Still Confused about the difference between varchar(max) and varchar(8000)

Question

Still Confused about the difference between varchar(max) and varchar(8000)

joshua 15769

Default port

Points: 1492
More actions
August 16, 2016 at 12:46 am

#400580

With what I know, varchar(max) could store up to 2GB of data while varchar(8000) would store 8MB of data, My question is, what is the difference if I put a 8MB data on a varchar(max) variable and a 8MB data on a varchar(8000) variable? Arent they the same? or is the query more fast if i put it that way? Kindly enlighten me guys, I want to learn more about SQL. Thank you!

Viewing 15 posts - 1 through 15 (of 21 total)

You must be logged in to reply to this topic. Login to reply

Grant Fritchey SSC Guru Points: 398690 More actions · Answer 1

The main difference is over the use of in-row storage. VARCHAR will always have it, VARCHAR(MAX) will bias towards it, but then move to LOB storage when it needs to exceed the 8k limit. By and large, this only directly affects one thing, creating an index on the column. You can't put a standard b-tree index on a MAX column. In general, if your data is always going to be less than the 8k limit, use the VARCHAR(N) field over VARCHAR(MAX). This is because you will see performance degradation caused by different choices made by the optimizer so that it is prepared to deal with LOB data retrieval (it won't know if you've exceeded the 8k page size and spilled into LOB or not, so it assumes you have).

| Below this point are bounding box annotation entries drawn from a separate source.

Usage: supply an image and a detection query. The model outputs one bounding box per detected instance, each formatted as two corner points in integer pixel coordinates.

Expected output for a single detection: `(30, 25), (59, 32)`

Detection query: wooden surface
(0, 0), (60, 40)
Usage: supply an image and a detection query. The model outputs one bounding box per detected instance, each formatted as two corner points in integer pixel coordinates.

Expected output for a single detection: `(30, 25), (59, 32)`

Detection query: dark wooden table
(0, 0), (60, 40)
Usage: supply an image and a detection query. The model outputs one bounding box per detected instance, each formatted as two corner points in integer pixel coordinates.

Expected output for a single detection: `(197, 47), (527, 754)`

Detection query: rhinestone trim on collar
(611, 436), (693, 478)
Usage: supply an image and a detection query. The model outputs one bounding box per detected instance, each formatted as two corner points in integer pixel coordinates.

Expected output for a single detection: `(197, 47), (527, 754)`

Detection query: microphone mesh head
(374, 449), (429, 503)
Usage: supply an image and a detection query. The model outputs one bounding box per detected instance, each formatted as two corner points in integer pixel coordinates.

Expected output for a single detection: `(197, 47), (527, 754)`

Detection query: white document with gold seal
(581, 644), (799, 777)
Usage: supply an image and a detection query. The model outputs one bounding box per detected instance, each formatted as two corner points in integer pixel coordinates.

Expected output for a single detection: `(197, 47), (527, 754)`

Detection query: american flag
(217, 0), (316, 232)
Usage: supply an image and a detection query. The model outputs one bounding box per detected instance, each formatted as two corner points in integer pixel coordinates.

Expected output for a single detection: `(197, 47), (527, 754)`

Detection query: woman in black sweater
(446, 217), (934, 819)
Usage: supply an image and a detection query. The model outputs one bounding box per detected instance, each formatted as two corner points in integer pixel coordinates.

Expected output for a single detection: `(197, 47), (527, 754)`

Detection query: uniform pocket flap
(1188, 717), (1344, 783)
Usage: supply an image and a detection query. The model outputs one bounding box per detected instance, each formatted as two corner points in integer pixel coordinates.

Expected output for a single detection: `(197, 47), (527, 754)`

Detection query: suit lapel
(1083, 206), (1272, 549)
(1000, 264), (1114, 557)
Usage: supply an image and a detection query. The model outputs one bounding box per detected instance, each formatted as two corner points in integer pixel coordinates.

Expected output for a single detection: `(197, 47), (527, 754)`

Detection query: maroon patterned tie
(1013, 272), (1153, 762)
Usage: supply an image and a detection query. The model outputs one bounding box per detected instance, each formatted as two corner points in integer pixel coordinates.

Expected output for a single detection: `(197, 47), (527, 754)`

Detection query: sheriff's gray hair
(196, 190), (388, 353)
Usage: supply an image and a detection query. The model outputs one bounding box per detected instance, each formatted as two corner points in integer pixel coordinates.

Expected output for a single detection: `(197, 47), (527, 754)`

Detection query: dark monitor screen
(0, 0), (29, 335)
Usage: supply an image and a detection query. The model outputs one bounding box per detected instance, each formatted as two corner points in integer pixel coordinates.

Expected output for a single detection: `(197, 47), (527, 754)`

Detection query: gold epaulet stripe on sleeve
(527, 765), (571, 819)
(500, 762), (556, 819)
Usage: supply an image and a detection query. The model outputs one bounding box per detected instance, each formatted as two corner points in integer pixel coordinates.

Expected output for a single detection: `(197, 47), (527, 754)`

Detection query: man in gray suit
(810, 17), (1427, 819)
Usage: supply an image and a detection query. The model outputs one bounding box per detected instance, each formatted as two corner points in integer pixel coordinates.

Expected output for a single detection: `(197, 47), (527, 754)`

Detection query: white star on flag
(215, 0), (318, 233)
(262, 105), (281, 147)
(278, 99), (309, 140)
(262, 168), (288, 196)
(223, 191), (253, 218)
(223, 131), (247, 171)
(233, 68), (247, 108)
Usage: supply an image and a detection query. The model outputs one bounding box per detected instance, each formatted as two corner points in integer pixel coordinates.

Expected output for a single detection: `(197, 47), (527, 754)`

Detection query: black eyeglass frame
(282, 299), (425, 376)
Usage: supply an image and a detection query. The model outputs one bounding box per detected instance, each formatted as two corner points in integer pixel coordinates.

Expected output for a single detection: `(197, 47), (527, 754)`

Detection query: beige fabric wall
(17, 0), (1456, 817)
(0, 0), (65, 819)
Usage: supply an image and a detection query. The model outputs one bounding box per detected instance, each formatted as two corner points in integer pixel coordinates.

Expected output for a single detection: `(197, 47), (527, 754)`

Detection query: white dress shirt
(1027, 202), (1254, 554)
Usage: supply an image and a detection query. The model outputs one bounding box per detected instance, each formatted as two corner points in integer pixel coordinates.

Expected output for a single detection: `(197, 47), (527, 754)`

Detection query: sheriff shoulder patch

"The credit belongs to the man who is actually in the arena, whose face is marred by dust and sweat and blood"
- Theodore Roosevelt

Author of:
SQL Server Execution Plans
SQL Server Query Performance Tuning

joshua 15769 Default port Points: 1492 More actions · Answer 2

If i use Primary keys for my query? am i properly indexing my query? sorry for these replies, I really don't know much about data degeneration and such...

Jeff Moden SSC Guru Points: 1003863 More actions · Answer 3

joshua 15769 (8/16/2016)
With what I know, varchar(max) could store up to 2GB of data while varchar(8000) would store 8MB of data, My question is, what is the difference if I put a 8MB data on a varchar(max) variable and a 8MB data on a varchar(8000) variable? Arent they the same? or is the query more fast if i put it that way? Kindly enlighten me guys, I want to learn more about SQL. Thank you!

It's actually NOT 8MB. It's only 8K. And whether it's "In Row" or not, I've found that VARCHAR(8000) is almost always faster than VARCHAR(MAX). Just my opinion, though. I might have to fix that with a test in the near future. 😛

--Jeff Moden

RBAR is pronounced "ree-bar" and is a "Modenism" for Row-By-Agonizing-Row.
First step towards the paradigm shift of writing Set Based code:
________Stop thinking about what you want to do to a ROW... think, instead, of what you want to do to a COLUMN.

Change is inevitable... Change for the better is not.

Helpful Links:
How to post code problems
How to Post Performance Problems
Create a Tally Function (fnTally)

joshua 15769 Default port Points: 1492 More actions · Answer 4

Interesting! Thank you for the kind response! I'll use varchar(8000) from now on.

Grant Fritchey SSC Guru Points: 398690 More actions · Answer 5

joshua 15769 (8/17/2016)
Interesting! Thank you for the kind response! I'll use varchar(8000) from now on.

Unless you actually need more the 8000 characters.

Jeff is right. VARCHAR(N) is faster than VARCHAR(MAX), but speed is not the only consideration (although, note my signature, it's an important one). If you have to store more data, you sacrifice speed. It's worth noting though, we're not talking microseconds versus hours. It completely depends on your query and how the VARCHAR column is being referenced within it, scans vs. seeks, small row sets vs. large ones. Always remember with SQL Server, there is no single "right" answer. It depends, and what it depends on, is the one answer you can count on applying. Except for multi-statement, table-valued, user-defined functions. Don't use those ever.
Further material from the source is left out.